This pair of portraits conforms to the traditional format used for such works, with the man on the left and the woman on the right. Their bodies are turned inwards in order to establish visual contact with each other while the green background emphasises their clothes. Although sombre in tone, the elegance of these clothes reflects the sitters’ elevated social status. The two panels are of the same size but the male figure almost entirely fills the pictorial space while the female figure is smaller and consequently leaves more of the background visible. They were formerly attributed to Hans Kulmbach, partly due to the presence of the initials and date on the right of the figures. Isolde Lübbeke, however, considered them to be by an anonymous artist. Janos Eisler identified the sitters on the basis of their relationship to three drawings by Hans Holbein the Elder in Berlin that depict Georg Thurzo, a member of a wealthy family that owned mines in northern Hungary, and his wife Portrait of a Woman (Anna Fugger?).
These two separate panels form a pair and correspond to a standard format for images of this type in which the man occupies the left side and the woman the right. Both figures turn their bodies towards the centre in order to close the composition and to establish a connection through their gazes. In this case the artist chose a striking green background against which the forms of this married couple are outlined. Their clothes are elegant and distinguished and both their accessories and the materials indicate their social status. Nonetheless, their garments are discreet and sombre in colour with a predominance of black. The paintings are executed on wooden panels of almost identical size although the man stands out more as his body with its broad shoulders occupies most of the pictorial space, wrapped in his large coat with a wide fur collar. The woman is set into a more empty pictorial space with sufficient space left on either side to reveal the background.
This pair of panels seems to have been in the collection of the Counts of Hertzberg in Düsseldorf. It was then in the collection of Sir Charles Turner in London until 1908. The portraits appeared in the Otto Held collection in Berlin where they are recorded until 1929. They were included in an exhibition held at the Paul Cassirer gallery in Berlin, while their next owner was the Goudstikker gallery in Amsterdam prior to their acquisition for the Rohoncz collection. These panels were known to art historians from the 19th century and were published in 1888 by Woltmann and Woermann.
Both panels were attributed to Hans Klumbach from the time that they entered the Collection and appear as such in the catalogues of the Collection published up to 1991. This attribution was partly indebted to the way that the initials that appear with the date at the level of the sitters’ shoulders had been understood, an interpretation questioned by Buchner. Isolde Lübbeke, who made the present attribution, did not consider them to be by Kulmbach given that they do not conform to his style. Instead, she chose to attribute them to an anonymous master who was familiar with formulas used in Augsburg and Nuremberg for portraits of this type.
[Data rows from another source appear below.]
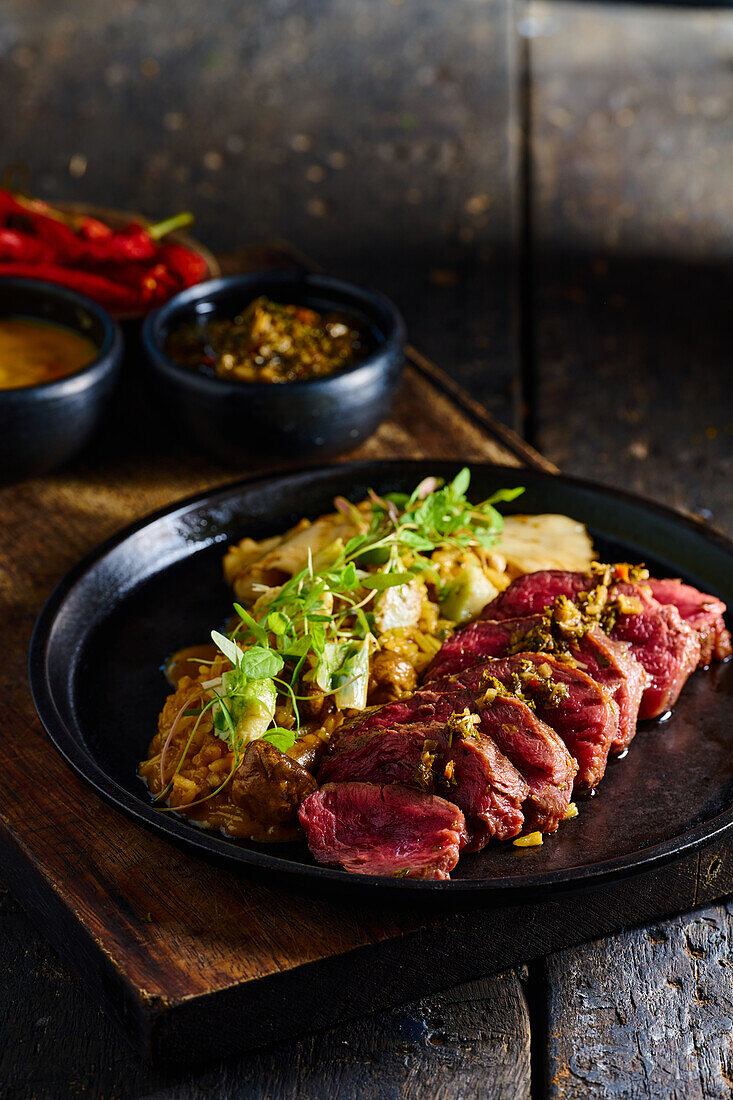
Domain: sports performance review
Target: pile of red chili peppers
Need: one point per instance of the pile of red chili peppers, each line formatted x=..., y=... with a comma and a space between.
x=128, y=271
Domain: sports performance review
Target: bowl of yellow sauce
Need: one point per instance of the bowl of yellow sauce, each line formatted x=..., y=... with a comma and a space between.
x=59, y=361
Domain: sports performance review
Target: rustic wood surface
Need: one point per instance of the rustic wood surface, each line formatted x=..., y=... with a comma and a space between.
x=631, y=154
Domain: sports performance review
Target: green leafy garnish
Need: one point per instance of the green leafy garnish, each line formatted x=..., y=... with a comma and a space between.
x=319, y=624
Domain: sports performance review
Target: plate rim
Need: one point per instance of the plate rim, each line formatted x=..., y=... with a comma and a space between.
x=210, y=844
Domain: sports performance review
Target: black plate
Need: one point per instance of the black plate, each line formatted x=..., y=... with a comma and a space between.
x=157, y=586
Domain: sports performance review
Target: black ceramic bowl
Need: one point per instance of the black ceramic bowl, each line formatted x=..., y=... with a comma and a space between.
x=42, y=427
x=299, y=419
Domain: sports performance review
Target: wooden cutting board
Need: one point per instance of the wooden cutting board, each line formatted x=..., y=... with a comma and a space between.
x=192, y=959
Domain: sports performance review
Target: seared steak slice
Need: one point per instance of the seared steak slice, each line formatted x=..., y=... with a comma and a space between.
x=666, y=647
x=404, y=755
x=668, y=650
x=537, y=754
x=703, y=613
x=576, y=706
x=532, y=593
x=392, y=831
x=604, y=660
x=487, y=787
x=428, y=755
x=613, y=666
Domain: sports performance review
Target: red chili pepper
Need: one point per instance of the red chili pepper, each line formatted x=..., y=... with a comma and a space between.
x=95, y=286
x=186, y=264
x=22, y=246
x=91, y=229
x=126, y=270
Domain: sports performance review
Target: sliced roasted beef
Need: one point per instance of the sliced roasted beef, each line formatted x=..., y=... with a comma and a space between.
x=485, y=784
x=402, y=755
x=535, y=592
x=666, y=647
x=703, y=613
x=419, y=745
x=532, y=593
x=579, y=708
x=390, y=831
x=604, y=660
x=537, y=754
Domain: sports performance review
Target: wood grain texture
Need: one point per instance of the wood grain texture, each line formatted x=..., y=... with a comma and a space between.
x=632, y=149
x=378, y=135
x=632, y=155
x=96, y=872
x=54, y=1042
x=645, y=1014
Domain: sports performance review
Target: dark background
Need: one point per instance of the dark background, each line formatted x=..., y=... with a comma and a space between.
x=545, y=189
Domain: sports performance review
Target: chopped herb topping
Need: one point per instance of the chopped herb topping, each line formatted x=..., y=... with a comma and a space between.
x=462, y=725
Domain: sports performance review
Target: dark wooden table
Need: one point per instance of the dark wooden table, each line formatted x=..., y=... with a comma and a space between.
x=545, y=189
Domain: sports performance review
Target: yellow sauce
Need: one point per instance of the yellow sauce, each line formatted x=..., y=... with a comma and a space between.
x=32, y=352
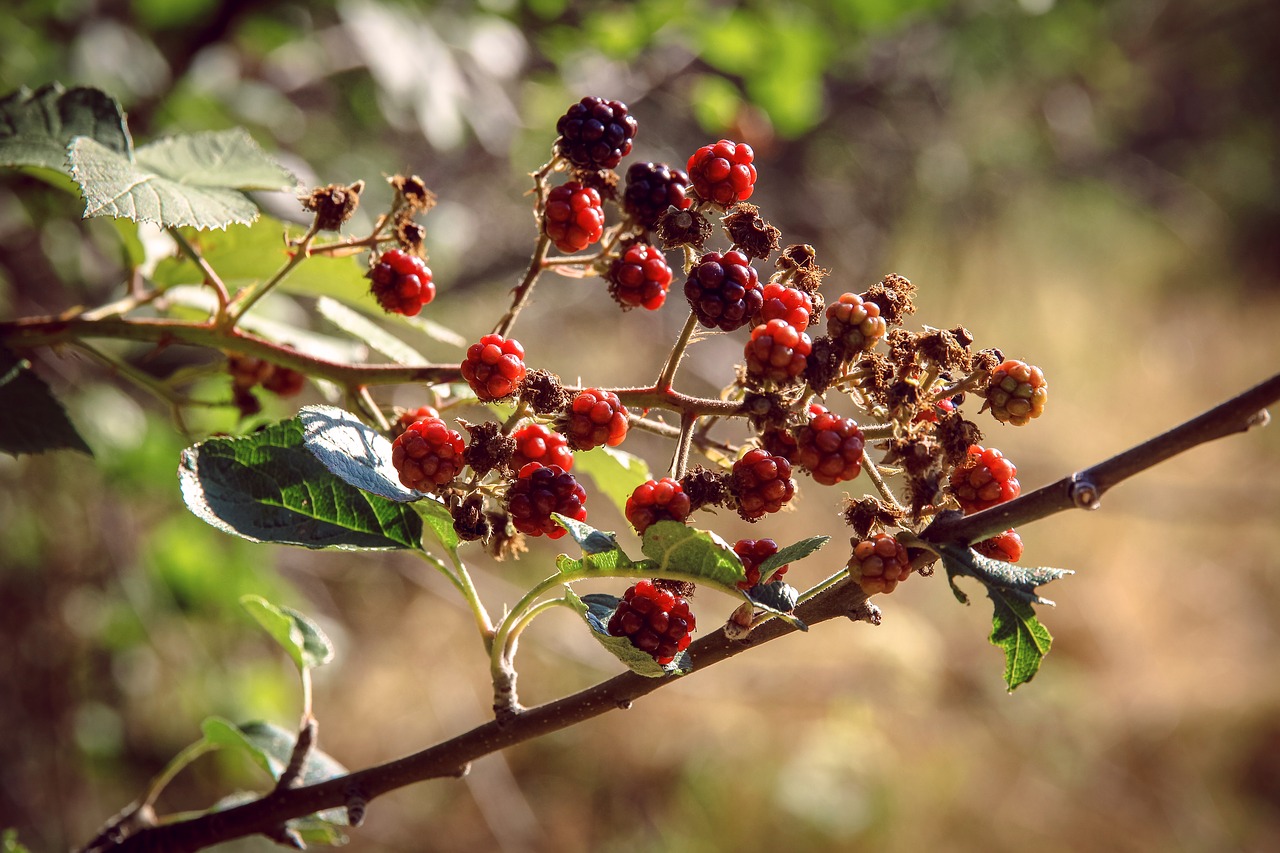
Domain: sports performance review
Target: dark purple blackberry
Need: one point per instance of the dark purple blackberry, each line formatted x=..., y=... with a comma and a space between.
x=652, y=187
x=595, y=133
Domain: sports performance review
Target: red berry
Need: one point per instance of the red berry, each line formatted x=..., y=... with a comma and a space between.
x=428, y=455
x=657, y=501
x=595, y=133
x=723, y=172
x=1006, y=546
x=830, y=447
x=1016, y=392
x=753, y=552
x=652, y=187
x=723, y=291
x=640, y=276
x=402, y=282
x=777, y=351
x=854, y=323
x=540, y=489
x=595, y=418
x=536, y=443
x=782, y=302
x=880, y=564
x=494, y=366
x=762, y=483
x=984, y=479
x=657, y=621
x=574, y=217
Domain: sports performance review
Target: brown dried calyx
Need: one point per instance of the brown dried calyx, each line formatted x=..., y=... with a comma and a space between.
x=333, y=205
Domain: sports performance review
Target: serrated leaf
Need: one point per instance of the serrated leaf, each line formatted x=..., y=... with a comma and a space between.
x=268, y=487
x=699, y=555
x=1024, y=639
x=270, y=747
x=193, y=179
x=595, y=610
x=353, y=451
x=37, y=127
x=31, y=418
x=615, y=473
x=361, y=328
x=296, y=633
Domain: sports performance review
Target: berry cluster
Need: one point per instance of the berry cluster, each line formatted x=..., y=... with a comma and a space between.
x=983, y=479
x=595, y=418
x=657, y=501
x=880, y=564
x=428, y=455
x=725, y=291
x=723, y=172
x=494, y=366
x=1016, y=392
x=640, y=277
x=574, y=218
x=401, y=282
x=753, y=552
x=540, y=489
x=595, y=133
x=657, y=621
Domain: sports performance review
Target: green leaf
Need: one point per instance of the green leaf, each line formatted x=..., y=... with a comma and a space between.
x=595, y=611
x=615, y=473
x=37, y=127
x=297, y=634
x=31, y=418
x=268, y=487
x=361, y=328
x=270, y=747
x=699, y=555
x=1015, y=629
x=352, y=451
x=196, y=179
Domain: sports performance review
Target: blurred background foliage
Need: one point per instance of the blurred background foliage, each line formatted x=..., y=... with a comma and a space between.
x=1091, y=186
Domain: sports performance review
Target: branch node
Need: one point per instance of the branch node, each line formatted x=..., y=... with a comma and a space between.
x=1086, y=495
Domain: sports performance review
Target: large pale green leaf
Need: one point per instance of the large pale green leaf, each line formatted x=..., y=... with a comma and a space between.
x=296, y=633
x=37, y=127
x=595, y=611
x=268, y=487
x=195, y=179
x=31, y=418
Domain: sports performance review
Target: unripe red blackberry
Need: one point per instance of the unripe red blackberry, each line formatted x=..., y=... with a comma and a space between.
x=1016, y=392
x=401, y=282
x=880, y=564
x=656, y=620
x=762, y=483
x=1006, y=546
x=855, y=324
x=657, y=501
x=494, y=366
x=574, y=217
x=536, y=492
x=984, y=479
x=652, y=187
x=830, y=447
x=723, y=290
x=594, y=418
x=595, y=133
x=782, y=302
x=428, y=455
x=777, y=351
x=408, y=418
x=536, y=443
x=723, y=172
x=753, y=552
x=640, y=276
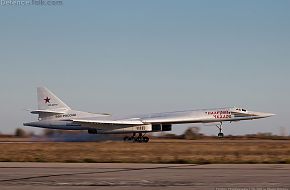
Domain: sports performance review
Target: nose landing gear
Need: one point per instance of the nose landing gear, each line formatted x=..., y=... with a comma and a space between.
x=140, y=139
x=219, y=126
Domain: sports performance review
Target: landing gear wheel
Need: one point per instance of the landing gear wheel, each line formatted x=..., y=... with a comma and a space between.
x=125, y=138
x=220, y=127
x=145, y=139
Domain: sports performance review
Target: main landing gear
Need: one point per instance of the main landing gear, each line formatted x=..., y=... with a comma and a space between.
x=140, y=139
x=219, y=126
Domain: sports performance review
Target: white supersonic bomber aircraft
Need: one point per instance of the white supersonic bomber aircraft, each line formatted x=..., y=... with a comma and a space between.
x=55, y=114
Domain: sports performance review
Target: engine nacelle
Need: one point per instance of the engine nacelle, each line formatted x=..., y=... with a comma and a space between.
x=92, y=131
x=161, y=127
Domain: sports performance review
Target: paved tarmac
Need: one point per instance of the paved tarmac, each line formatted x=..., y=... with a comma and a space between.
x=113, y=176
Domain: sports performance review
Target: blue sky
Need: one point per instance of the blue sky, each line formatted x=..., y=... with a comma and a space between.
x=127, y=57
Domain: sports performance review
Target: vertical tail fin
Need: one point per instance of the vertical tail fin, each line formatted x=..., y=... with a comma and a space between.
x=48, y=101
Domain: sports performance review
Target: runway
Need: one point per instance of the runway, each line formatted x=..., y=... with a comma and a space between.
x=143, y=176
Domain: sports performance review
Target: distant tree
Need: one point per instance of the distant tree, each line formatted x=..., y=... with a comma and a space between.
x=48, y=132
x=20, y=133
x=191, y=133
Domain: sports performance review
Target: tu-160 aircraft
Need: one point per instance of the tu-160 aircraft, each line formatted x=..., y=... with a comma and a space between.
x=55, y=114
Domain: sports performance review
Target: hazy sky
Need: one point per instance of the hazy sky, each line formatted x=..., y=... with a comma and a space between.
x=127, y=57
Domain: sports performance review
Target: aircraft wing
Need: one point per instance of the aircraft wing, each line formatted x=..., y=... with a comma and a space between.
x=109, y=122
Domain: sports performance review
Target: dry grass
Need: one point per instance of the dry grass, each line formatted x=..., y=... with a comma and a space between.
x=157, y=151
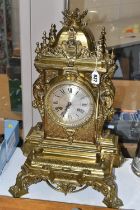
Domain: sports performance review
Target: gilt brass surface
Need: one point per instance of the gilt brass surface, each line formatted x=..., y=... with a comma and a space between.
x=67, y=154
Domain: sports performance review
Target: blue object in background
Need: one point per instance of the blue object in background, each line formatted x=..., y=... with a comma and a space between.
x=9, y=144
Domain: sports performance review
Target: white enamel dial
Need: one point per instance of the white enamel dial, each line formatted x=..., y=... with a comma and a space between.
x=70, y=104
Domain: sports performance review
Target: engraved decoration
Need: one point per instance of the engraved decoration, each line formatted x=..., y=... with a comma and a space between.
x=72, y=158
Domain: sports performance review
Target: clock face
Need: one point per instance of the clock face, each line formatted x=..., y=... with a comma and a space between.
x=70, y=104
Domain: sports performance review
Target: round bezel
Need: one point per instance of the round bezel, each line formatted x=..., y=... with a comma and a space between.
x=60, y=120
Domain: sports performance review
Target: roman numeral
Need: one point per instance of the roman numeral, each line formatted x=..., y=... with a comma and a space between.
x=62, y=91
x=55, y=102
x=70, y=90
x=84, y=104
x=80, y=110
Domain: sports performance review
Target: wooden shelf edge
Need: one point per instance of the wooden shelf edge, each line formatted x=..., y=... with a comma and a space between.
x=8, y=203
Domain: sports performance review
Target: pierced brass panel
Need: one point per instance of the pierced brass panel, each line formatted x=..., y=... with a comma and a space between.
x=67, y=154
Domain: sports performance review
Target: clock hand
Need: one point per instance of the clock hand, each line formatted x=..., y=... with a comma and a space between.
x=66, y=108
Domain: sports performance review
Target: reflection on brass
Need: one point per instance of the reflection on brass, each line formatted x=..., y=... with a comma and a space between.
x=69, y=149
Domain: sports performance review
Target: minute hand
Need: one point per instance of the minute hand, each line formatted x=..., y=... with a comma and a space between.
x=66, y=108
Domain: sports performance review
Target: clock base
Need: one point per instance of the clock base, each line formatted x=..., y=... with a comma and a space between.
x=70, y=167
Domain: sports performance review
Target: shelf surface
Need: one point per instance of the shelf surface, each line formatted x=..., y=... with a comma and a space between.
x=128, y=186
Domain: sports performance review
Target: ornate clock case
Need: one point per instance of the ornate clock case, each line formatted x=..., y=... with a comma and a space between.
x=69, y=149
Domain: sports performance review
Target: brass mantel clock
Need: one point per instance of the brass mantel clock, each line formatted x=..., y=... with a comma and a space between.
x=74, y=95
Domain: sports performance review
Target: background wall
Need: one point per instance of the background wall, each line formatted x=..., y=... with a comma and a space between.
x=35, y=17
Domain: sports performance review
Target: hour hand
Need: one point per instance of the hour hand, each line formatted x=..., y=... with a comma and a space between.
x=66, y=108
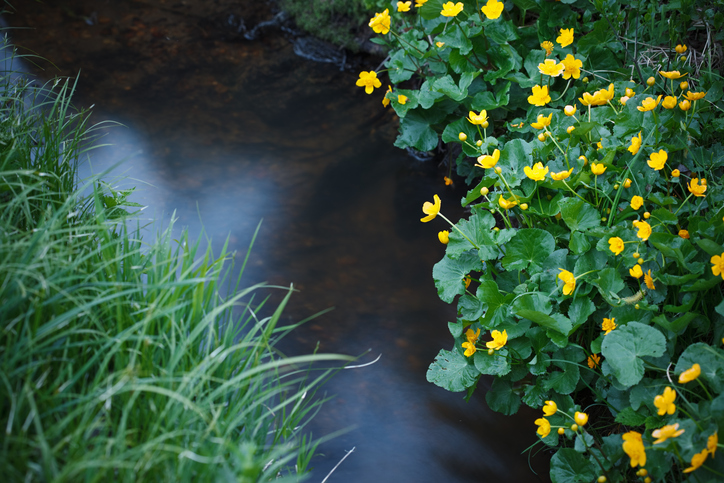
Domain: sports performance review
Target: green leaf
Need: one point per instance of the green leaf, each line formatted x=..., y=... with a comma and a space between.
x=579, y=215
x=529, y=247
x=624, y=347
x=452, y=371
x=502, y=398
x=570, y=466
x=448, y=275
The identity of the two figures was suggested by J. Eisler who compared them with three silverpoint drawings by Hans Holbein the Elder in Berlin depicting Georg Thurzo and his wife Anna Fugger. The similarity between the painting and drawing of Thurzo is evident in significant features such as the high forehead with pronounced brow, the small mouth and the long straight nose with rounded tip. Thurzo married Anna Fugger, daughter of Ulrich Fugger, in 1497. Thurzo was from a wealthy Hungarian family with interests in metal and mineral mining in northern Hungary.